The funny thing is, if you asked anyone who knows me, they would tell you that I am a mellow, low-key, relaxed person. And I still am, most of the time. It's just that these new challenges in our lives are making it more difficult to maintain this composure. Just trying to keep the peace.


  1. Your description of efforts to adapt to your ever-changing new normal certainly reflects how challenging caregiving can be. Perhaps some of his anxiety and behavior stems from the fact he does recognize on some level that he's unable to function as he wants, does not understand and must become frustrated -- lots of inner turmoil.

    Thanks for the link to Alice's blog. I would certainly agree that anxiety and stress when it becomes distress adversely affects our performance. I think self-administered anything has it's limits, whether taking diagnostic type tests or reading about complicated medical symptoms on the Internet then self-diagnosing. I think most tests are best administered and interpreted by professionals trained to all the intricacies associated beyond the numbers that come up in results. Awareness, then acceptance of our limitations early in their development, even if we later forget, best equips us to cope with them as I've seen with loved ones and observed with those I've encountered otherwise.
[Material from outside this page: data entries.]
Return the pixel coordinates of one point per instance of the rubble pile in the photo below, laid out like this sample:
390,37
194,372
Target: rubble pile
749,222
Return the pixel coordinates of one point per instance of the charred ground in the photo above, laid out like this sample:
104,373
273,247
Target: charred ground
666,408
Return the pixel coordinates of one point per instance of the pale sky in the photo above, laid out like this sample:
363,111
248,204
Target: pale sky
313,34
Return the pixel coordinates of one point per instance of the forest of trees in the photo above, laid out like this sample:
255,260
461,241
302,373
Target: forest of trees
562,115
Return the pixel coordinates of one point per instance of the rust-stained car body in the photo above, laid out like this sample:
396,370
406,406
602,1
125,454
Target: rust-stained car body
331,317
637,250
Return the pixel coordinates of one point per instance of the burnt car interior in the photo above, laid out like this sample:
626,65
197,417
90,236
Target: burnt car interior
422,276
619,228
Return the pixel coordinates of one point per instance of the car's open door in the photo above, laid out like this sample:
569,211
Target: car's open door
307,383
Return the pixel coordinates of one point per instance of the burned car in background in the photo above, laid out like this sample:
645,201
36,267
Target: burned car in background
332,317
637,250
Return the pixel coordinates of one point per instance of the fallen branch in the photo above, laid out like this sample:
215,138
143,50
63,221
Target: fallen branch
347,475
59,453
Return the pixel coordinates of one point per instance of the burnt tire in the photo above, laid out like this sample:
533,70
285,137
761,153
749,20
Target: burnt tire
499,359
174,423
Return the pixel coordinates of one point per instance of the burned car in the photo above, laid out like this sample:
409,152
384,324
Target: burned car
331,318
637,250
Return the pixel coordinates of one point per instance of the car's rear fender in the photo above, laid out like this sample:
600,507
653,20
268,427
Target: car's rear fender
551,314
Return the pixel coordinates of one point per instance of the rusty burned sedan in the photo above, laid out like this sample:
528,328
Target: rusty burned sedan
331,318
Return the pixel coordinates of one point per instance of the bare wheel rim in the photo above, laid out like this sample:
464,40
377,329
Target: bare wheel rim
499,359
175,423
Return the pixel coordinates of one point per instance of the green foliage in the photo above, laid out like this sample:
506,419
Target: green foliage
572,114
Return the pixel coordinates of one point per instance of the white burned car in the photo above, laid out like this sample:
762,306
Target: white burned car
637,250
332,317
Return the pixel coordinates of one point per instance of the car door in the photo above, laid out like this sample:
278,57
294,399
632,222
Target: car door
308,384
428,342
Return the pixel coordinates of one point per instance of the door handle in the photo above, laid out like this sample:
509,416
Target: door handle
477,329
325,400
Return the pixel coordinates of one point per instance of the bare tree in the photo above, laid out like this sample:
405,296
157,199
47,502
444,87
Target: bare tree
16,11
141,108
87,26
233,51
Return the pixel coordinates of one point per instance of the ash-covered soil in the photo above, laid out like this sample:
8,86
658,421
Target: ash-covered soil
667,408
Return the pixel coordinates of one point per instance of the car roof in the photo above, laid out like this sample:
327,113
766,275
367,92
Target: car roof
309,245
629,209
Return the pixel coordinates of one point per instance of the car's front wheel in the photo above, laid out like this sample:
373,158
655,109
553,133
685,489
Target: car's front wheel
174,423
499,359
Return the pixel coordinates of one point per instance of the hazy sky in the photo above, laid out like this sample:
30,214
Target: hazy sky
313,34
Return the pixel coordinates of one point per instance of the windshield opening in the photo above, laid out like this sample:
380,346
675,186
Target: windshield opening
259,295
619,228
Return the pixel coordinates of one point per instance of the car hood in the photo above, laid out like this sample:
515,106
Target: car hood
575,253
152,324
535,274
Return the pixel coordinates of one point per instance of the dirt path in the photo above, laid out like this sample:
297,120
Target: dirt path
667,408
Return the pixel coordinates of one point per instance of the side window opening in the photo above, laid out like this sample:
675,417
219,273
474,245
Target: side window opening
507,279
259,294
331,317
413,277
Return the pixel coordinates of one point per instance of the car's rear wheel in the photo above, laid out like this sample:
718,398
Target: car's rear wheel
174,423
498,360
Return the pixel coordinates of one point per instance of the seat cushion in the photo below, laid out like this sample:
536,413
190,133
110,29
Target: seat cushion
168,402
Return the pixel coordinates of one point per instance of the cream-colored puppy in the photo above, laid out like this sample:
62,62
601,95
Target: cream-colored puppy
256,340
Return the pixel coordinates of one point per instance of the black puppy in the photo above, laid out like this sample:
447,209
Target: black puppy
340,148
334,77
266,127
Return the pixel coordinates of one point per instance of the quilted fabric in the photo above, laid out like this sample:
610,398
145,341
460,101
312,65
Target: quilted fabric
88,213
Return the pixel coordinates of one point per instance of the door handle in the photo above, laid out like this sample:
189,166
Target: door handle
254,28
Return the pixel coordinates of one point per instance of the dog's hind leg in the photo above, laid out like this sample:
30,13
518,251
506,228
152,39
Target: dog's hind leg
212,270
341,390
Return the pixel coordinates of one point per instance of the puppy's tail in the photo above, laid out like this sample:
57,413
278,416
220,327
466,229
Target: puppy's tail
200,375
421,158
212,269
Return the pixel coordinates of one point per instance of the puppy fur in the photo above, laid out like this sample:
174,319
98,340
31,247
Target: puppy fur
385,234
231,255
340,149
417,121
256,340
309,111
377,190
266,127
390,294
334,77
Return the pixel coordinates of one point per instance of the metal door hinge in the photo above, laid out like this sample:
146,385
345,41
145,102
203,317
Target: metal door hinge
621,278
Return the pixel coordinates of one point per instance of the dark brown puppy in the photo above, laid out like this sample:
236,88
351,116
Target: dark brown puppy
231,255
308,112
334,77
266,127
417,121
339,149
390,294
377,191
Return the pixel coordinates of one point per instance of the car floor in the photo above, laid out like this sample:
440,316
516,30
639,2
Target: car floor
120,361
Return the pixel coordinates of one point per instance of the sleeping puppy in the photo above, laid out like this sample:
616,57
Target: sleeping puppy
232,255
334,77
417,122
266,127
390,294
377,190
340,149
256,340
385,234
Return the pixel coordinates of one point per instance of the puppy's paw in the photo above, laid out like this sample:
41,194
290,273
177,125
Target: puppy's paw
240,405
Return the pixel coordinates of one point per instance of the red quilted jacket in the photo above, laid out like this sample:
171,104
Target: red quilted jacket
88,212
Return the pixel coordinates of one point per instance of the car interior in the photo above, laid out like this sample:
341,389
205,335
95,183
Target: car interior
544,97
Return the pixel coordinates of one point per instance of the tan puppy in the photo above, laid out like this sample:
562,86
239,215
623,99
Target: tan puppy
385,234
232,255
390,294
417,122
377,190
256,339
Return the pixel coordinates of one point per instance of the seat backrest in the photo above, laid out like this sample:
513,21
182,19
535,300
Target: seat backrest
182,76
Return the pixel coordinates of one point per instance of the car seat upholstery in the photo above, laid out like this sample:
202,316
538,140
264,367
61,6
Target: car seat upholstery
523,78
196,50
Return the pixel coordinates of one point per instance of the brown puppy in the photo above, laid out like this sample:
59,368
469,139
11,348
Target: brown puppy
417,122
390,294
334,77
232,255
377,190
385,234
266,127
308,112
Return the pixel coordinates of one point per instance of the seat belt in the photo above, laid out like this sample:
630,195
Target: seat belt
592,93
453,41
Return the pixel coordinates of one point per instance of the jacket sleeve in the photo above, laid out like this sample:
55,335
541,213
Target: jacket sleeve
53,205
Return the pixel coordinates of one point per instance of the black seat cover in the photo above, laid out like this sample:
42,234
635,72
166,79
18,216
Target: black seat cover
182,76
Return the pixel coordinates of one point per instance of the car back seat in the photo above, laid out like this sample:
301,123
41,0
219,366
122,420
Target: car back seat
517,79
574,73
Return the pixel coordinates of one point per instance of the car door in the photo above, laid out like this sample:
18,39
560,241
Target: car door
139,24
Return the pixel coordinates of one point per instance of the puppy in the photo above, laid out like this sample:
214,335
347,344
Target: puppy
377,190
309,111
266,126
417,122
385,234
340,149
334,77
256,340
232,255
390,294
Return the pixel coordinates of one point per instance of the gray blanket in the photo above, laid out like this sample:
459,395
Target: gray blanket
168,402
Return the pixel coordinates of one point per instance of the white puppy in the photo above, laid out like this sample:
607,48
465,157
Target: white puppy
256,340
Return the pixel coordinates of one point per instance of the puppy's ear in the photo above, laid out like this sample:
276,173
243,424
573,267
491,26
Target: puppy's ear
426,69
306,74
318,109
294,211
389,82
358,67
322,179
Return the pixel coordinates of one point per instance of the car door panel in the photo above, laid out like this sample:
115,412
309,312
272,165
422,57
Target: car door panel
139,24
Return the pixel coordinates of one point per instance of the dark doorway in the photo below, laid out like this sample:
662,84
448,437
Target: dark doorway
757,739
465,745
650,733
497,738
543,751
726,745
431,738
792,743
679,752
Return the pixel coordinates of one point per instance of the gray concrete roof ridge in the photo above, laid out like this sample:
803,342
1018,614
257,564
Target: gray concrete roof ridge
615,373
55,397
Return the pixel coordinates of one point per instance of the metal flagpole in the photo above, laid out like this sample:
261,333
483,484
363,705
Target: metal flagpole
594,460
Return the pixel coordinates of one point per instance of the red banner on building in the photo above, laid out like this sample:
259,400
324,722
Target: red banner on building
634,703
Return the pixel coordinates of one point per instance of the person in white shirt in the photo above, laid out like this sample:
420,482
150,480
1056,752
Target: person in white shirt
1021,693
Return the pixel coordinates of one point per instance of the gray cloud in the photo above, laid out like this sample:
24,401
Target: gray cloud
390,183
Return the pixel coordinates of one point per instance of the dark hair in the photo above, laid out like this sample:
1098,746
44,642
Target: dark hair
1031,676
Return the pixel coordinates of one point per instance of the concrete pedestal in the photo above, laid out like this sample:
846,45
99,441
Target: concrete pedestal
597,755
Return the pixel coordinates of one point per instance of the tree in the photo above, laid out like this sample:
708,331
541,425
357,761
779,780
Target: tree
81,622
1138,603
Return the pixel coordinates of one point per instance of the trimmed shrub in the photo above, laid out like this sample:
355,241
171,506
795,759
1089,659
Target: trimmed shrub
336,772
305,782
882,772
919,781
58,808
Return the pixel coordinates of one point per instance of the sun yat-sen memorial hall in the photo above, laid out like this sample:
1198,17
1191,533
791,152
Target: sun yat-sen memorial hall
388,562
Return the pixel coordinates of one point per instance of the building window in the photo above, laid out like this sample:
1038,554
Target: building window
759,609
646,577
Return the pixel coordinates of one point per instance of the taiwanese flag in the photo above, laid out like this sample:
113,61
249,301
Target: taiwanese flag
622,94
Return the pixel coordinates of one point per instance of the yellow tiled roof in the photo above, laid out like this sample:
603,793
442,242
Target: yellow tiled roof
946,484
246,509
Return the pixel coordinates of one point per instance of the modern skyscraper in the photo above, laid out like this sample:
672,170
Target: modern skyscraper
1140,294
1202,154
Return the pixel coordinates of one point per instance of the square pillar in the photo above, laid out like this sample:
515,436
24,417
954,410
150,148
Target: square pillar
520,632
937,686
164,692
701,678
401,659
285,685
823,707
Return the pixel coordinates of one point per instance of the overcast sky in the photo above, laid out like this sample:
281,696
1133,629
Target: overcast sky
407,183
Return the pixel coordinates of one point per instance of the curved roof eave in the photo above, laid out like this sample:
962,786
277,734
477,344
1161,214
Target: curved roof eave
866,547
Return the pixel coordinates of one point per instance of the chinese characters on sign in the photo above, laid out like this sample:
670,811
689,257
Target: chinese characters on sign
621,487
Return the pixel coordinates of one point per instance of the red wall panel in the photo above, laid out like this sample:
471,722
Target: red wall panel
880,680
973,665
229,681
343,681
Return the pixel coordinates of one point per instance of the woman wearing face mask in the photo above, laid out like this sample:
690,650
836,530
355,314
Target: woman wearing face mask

    1. Thanks for your comments Joared! Yes, I agree that he probably does realize on some level that he cannot function at the level that he wants. It helps me to remember this.

      Your comment about the limitations of self-administering diagnostic tests is quite insightful. Even though we may be knowledgeable, and even smart, we cannot possible appreciate the complexities as well as the trained professional.

  2. Wow! I'm so sorry for all you're going through, Carole. We had a neighbor that my husband was trying to help. It took us a while to realize she had Alzheimer's. She'd been paying for things with those sample checks that banks sometime gives and kept insisting to us that she never used them. I hope you can get some care giving help somewhere. This is so hard.

    1. Thanks Kay. Fortunately there are still some really good, "normal" times. The cognitive impairment is intermittent, usually occurring when there is some change or something stressful.

      I'm grateful that he usually asks for help prior to blundering into something disastrous. This morning he asked me for help with his computer, rather than fixing it himself. Thank goodness!